American Racism—Anomaly or Foundational?

  • Dominant paradigm: racist incidents are “un-American anomalies.”
  • Foundational paradigm: racism is woven into U.S. identity (e.g., Andrew Jackson on \$20 bill; Mount Rushmore honors leaders complicit in Native genocide; towns named for slavery defenders like John C. Calhoun).
  • Ongoing debate: Is racism contrary to national ideals or embedded within them?

Slavery, Indentured Servitude & the Invention of Whiteness

  • Early plantation era (1600s)
    • Black enslaved people and White indentured servants labored side-by-side, faced similar brutal conditions, intermingled, and plotted rebellions.
  • Elite counter-strategy after multiracial uprisings
    • Created sharp color line: granted minor privileges to poor Europeans (no whipping, distinct clothing, overseer roles).
    • Purpose: split potential class solidarity; ensure plantation owners retained control.
    • These overseers became prototypes of modern police (“patrolmen”).
  • Result: Whiteness and “White privilege” engineered to obscure class exploitation while safeguarding elite interests.

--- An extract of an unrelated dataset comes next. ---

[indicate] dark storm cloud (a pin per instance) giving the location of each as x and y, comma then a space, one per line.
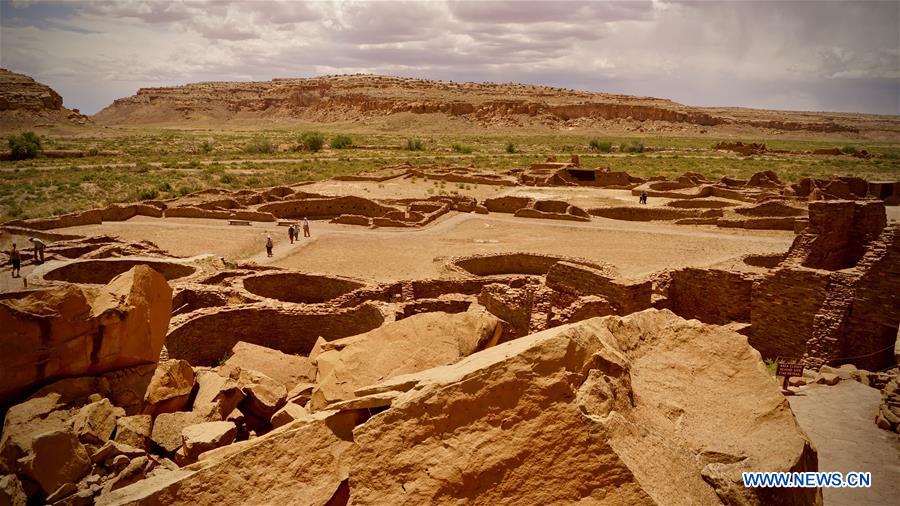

Racial Capitalism vs. White Privilege

  • Racial Capitalism: economic system wherein the ruling class weaponizes racial divisions to fracture the working class and maintain profit.
    • Capitalism requires a racially stratified labor force to deter unified resistance.
  • White privilege: token advantages afforded to Whites; useful concept yet risks implying all White people flourish.
  • Racial capitalism highlights that many Whites remain economically oppressed even while granted relative racial status—key to preventing solidarity with non-White workers.

Key Terms & Concepts

  • Social Construction of Race
  • Racial Event
  • Environmental Racism
  • Disaster Capitalism
  • Gentrification
  • Anomaly vs. Foundational Framework of Racism
  • Indentured Servitude
  • Invention of Whiteness
  • Racial Capitalism

Ethical & Practical Implications

  • Recognizing racism as structural rather than anomalous shifts policy focus from isolated bias training to systemic change.
  • Addressing climate change necessitates confronting corporate power and Global North responsibility, not merely individual consumption.
  • Disaster response planning must center equity (prison evacuations, resource allocation) to avoid repeating Katrina-like injustices.
  • Building multiracial worker solidarity challenges racial capitalism’s divide-and-conquer logic.

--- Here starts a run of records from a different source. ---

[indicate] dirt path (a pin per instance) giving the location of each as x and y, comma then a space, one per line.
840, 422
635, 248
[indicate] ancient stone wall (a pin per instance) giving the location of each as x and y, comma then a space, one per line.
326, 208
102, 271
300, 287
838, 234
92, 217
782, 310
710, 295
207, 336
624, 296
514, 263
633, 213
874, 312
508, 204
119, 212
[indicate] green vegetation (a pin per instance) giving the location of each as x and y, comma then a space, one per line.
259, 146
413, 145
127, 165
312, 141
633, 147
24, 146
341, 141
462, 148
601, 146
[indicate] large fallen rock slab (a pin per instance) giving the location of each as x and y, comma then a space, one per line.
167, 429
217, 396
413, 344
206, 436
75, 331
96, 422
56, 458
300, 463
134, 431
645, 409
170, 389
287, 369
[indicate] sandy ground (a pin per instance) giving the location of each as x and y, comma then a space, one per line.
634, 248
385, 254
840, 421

Guiding Questions for Review

  • How does labeling race as “socially constructed” change strategies for antiracist work?
  • In what ways do media narratives shape public perception of racial events?
  • How does environmental racism intersect with global economic systems?
  • What evidence supports the view that American racism is foundational rather than anomalous?
  • How can understanding racial capitalism inform contemporary labor and social‐justice movements?